Obama Telegraphed His Inclination to Divide Along Racial Lines in an '08 Campaign Speech. Not That Anyone Cared to See or Hear It at the Time

We shouldn't be surprised that Barack Obama, the man who was supposed to transform America into a post-racial Utopia, has turned out to exacerbate racial divisions instead of healing them. After all, in an infamous speech he delivered back in '08, the one in which he semi-apologized for having a close, personal relationship with race-baiting, America-hating preacher, the Reverend Jeremiah Wright, Obama quoted a passage from his own book to 'splain the appeal of Wright's church--and went on to throw his own white granny, the woman who raised him, under the wheels of the church bus:
In my first book, Dreams From My Father, I describe the experience of my first service at Trinity:  
"People began to shout, to rise from their seats and clap and cry out, a forceful wind carrying the reverend's voice up into the rafters. And in that single note — hope! — I heard something else: At the foot of that cross, inside the thousands of churches across the city, I imagined the stories of ordinary black people merging with the stories of David and Goliath, Moses and Pharaoh, the Christians in the lion's den, Ezekiel's field of dry bones. Those stories — of survival and freedom and hope — became our stories, my story. The blood that spilled was our blood, the tears our tears, until this black church, on this bright day, seemed once more a vessel carrying the story of a people into future generations and into a larger world. Our trials and triumphs became at once unique and universal, black and more than black. In chronicling our journey, the stories and songs gave us a meaning to reclaim memories that we didn't need to feel shame about — memories that all people might study and cherish, and with which we could start to rebuild."  
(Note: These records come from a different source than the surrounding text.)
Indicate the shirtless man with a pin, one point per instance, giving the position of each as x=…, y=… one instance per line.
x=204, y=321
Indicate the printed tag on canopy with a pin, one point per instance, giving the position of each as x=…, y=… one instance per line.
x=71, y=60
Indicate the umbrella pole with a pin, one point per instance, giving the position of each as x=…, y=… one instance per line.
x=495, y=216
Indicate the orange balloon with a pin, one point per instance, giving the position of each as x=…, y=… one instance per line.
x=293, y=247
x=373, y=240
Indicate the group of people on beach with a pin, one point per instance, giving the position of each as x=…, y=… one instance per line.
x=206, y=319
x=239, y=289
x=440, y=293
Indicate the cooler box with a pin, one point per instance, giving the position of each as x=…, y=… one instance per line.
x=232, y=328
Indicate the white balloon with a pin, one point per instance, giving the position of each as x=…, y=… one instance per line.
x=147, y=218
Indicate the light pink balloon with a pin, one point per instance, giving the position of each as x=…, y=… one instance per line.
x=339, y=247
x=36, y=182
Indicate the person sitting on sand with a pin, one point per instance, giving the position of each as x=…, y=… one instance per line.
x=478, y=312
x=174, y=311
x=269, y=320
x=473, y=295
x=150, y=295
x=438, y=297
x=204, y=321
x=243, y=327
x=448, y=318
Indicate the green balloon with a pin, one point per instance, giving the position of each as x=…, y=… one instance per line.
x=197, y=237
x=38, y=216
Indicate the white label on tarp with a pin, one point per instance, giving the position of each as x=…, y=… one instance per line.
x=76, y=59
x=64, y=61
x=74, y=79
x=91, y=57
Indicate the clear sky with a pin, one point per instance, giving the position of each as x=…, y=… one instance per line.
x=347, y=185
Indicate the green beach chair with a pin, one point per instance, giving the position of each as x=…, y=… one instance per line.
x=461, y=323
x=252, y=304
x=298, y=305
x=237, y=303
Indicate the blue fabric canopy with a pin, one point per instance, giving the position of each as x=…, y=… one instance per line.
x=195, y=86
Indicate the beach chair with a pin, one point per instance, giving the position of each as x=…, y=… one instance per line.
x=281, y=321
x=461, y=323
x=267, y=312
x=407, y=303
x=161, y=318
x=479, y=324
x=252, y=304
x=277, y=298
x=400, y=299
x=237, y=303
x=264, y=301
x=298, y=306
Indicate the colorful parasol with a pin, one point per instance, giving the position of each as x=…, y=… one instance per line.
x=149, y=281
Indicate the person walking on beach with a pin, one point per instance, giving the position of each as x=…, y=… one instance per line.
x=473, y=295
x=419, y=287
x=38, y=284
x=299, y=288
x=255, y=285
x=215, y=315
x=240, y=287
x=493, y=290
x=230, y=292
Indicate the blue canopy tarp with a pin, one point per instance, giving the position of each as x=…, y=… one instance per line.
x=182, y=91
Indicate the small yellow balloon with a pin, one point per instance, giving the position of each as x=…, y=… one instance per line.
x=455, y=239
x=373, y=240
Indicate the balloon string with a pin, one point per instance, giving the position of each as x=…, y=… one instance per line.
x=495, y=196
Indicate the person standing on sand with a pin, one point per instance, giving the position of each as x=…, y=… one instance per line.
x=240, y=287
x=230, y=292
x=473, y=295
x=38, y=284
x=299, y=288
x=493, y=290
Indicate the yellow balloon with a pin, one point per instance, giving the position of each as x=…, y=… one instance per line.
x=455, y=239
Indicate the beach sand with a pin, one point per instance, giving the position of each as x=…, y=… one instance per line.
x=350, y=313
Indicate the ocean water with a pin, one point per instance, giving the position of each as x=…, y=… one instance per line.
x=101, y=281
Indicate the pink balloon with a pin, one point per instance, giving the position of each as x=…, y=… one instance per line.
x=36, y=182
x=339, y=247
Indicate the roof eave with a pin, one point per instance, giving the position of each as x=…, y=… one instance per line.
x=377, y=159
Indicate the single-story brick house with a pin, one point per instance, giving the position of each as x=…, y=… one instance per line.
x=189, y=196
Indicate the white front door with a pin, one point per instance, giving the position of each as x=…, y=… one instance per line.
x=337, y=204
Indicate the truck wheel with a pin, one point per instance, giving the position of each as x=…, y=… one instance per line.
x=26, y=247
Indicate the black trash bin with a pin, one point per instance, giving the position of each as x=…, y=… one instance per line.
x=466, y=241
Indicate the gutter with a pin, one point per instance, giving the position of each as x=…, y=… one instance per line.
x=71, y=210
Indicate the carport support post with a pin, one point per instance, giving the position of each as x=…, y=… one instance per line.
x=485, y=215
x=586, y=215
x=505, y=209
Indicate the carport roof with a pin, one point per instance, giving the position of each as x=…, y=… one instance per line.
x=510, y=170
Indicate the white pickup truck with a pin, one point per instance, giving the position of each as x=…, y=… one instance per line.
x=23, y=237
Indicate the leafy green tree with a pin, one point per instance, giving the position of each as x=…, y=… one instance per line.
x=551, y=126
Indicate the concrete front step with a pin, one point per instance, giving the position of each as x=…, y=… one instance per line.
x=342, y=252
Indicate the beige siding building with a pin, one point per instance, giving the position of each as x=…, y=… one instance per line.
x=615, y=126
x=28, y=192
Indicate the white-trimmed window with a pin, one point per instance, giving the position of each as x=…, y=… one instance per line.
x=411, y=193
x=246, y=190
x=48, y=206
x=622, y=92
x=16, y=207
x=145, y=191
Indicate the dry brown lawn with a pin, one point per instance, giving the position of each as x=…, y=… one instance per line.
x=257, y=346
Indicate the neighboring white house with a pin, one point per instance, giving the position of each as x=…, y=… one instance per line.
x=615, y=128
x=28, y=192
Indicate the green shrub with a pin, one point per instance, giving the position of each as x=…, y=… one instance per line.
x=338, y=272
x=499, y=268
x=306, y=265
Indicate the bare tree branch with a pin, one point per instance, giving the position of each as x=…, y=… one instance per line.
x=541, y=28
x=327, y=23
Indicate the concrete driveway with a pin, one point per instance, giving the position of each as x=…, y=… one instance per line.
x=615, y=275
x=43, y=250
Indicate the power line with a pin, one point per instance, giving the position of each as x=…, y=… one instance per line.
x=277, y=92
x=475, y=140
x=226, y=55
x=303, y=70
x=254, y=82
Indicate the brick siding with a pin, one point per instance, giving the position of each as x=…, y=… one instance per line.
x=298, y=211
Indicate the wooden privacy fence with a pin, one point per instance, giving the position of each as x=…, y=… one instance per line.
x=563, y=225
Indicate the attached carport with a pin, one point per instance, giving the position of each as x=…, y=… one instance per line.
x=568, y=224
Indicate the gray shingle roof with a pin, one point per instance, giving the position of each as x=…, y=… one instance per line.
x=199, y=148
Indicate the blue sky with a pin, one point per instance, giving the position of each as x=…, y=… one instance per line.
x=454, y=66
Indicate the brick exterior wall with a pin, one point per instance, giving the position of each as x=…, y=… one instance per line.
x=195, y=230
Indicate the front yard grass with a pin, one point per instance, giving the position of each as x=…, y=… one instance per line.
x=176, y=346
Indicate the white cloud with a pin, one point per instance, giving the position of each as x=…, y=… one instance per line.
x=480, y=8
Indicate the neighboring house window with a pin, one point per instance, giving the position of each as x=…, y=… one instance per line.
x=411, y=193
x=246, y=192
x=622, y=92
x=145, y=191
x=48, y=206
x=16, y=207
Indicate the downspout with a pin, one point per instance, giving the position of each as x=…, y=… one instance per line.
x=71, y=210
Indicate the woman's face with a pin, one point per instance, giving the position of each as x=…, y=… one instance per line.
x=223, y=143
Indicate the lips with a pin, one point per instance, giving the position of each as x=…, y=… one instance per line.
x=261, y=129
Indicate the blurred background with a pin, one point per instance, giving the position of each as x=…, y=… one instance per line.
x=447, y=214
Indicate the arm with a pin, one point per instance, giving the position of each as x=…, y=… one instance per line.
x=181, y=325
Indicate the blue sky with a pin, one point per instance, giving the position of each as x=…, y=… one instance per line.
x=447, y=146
That has been my experience at Trinity. Like other predominantly black churches across the country, Trinity embodies the black community in its entirety — the doctor and the welfare mom, the model student and the former gang-banger. Like other black churches, Trinity's services are full of raucous laughter and sometimes bawdy humor. They are full of dancing and clapping and screaming and shouting that may seem jarring to the untrained ear. The church contains in full the kindness and cruelty, the fierce intelligence and the shocking ignorance, the struggles and successes, the love and, yes, the bitterness and biases that make up the black experience in America.  
And this helps explain, perhaps, my relationship with Reverend Wright. As imperfect as he may be, he has been like family to me. He strengthened my faith, officiated my wedding, and baptized my children. Not once in my conversations with him have I heard him talk about any ethnic group in derogatory terms, or treat whites with whom he interacted with anything but courtesy and respect. He contains within him the contradictions — the good and the bad — of the community that he has served diligently for so many years.  
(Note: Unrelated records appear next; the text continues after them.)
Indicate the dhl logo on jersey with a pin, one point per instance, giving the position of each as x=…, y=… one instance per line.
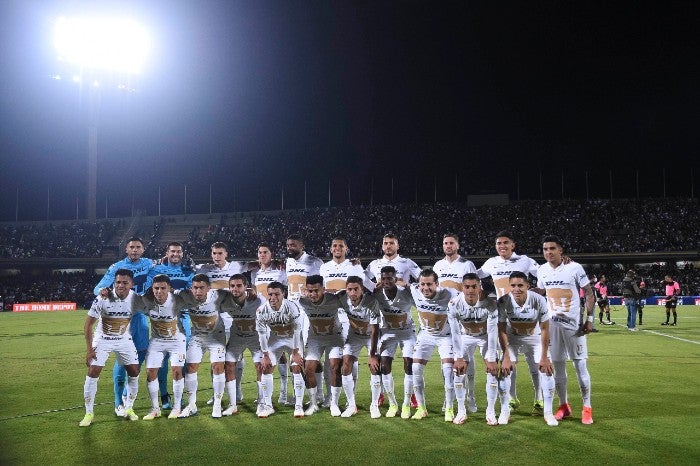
x=429, y=307
x=554, y=283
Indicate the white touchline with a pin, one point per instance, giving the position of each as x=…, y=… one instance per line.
x=671, y=336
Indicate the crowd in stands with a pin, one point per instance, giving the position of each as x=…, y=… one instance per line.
x=687, y=277
x=596, y=226
x=74, y=287
x=587, y=226
x=78, y=239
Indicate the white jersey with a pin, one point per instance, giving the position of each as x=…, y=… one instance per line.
x=450, y=273
x=432, y=312
x=243, y=316
x=205, y=317
x=282, y=323
x=476, y=321
x=297, y=271
x=324, y=318
x=335, y=275
x=219, y=276
x=396, y=312
x=261, y=278
x=499, y=270
x=165, y=318
x=405, y=268
x=115, y=313
x=362, y=316
x=562, y=284
x=524, y=320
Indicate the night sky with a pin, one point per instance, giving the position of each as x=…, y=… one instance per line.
x=254, y=98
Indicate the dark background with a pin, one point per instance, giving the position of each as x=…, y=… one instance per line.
x=447, y=99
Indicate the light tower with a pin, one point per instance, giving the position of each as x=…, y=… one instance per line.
x=103, y=50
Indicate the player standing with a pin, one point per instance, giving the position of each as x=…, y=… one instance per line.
x=473, y=322
x=673, y=290
x=567, y=334
x=431, y=302
x=115, y=313
x=245, y=303
x=269, y=271
x=140, y=268
x=397, y=329
x=363, y=315
x=279, y=329
x=208, y=334
x=325, y=333
x=164, y=310
x=523, y=327
x=499, y=269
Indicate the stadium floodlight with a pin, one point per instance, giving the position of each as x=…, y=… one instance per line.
x=112, y=44
x=102, y=47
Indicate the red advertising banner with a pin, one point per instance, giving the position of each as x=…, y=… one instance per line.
x=41, y=307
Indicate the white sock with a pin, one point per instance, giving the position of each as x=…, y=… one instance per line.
x=283, y=370
x=584, y=381
x=153, y=393
x=471, y=372
x=560, y=380
x=312, y=396
x=491, y=392
x=191, y=383
x=231, y=390
x=407, y=388
x=89, y=392
x=449, y=387
x=535, y=377
x=219, y=384
x=375, y=385
x=298, y=389
x=504, y=391
x=349, y=388
x=514, y=381
x=419, y=382
x=132, y=390
x=460, y=391
x=547, y=384
x=326, y=376
x=240, y=365
x=266, y=382
x=388, y=381
x=178, y=388
x=335, y=395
I can no more disown him than I can disown the black community. I can no more disown him than I can disown my white grandmother — a woman who helped raise me, a woman who sacrificed again and again for me, a woman who loves me as much as she loves anything in this world, but a woman who once confessed her fear of black men who passed her by on the street, and who on more than one occasion has uttered racial or ethnic stereotypes that made me cringe.  
These people are a part of me. And they are part of America, this country that I love. ...
How could Americans hear these words and expect that Obama would be a "healer"? How could they not expect that he'd further the highly divisive victimhood Marxism of Rev. Wright--the same sort of thinking that gave rise to Black Lives Matter and dead cops in Dallas and Baton Rouge?